La pensione contributiva viene calcolata con l’accumulo contributivo maturato a partire dal 1° gennaio 1996. Ciò significa che tutti coloro che hanno iniziato a lavorare dopo questa data avranno una pensione calcolata con il solo sistema contributivo.
Sicuramente, il sistema contributivo è meno vantaggioso del sistema retributivo e misto, ma contiene anche altri requisiti previdenziali. È possibile, infatti, accedere alla pensione anticipata contributiva a 64 anni di età con 20 anni di contributi.
Si tratta di un trattamento economico riconosciuto a coloro che hanno un’anzianità contributiva maturata dopo il 31 dicembre 1995. A fronte dell’uscita anticipata a 64 anni di età viene correlato un assegno fino a 2,8 volte il trattamento minimo.
Inoltre, il sistema contributivo permette anche di optare per lo scivolo a 58 e 59 anni di età riservato alle donne.
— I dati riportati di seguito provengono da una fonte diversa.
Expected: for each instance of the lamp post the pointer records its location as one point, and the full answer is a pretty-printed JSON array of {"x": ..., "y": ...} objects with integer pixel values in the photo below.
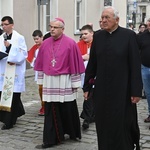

Tuttavia, dal 2023 il requisito anagrafico è stato innalzato a 60 anni di età con 35 anni di contributi e un assegno calcolato con il sistema contributivo. In questo caso, la scelta dell’uscita anticipata viene pagata dall’aggancio al sistema contributivo anche per la contribuzione che ricade nel sistema misto. Quindi, ci avviciniamo alla riforma delle pensioni a 60 anni di età con il contributivo.
A cosa è collegata la futura pensione a 60 anni con il sistema contributivo?
Con il regime contributivo, la pensione a cui si ha diritto viene agganciata all’accumulo contributivo maturato nell’arco della carriera lavorativa e viene slegata dal sistema retributivo, che prende in considerazione gli stipendi maturati nell’ultimo periodo.
Il continuo botta e risposta sulla riforma delle pensioni mescola le carte in tavola di continuo, tanto che mentre si parla di una proroga di Quota 103 e del rinnovamento dell’anticipo pensionistico Ape sociale per il 2024, viene rispolverata anche l‘ipotesi dell’estensione di Opzione donna per tutti i lavoratori.
Una misura che, se letta in controluce, potrebbe rappresentare la svolta tanto attesa, in quanto permetterebbe un ritiro dal lavoro a 60 anni di età con 35 anni di contributi. Una misura flessibile, ma molto penalizzante, con una perdita di circa il 30% sull’assegno pensionistico.
E dunque, partendo dalla possibile introduzione di questa misura e l’immissione di un tetto più basso dell’assegno, sotto 2,8 volte l’assegno sociale. Questa misura potrebbe diventare attraente e sostenibile, soprattutto perché includerebbe anche coloro che rientrano nel sistema misto, che verrebbe accorpato al sistema contributivo.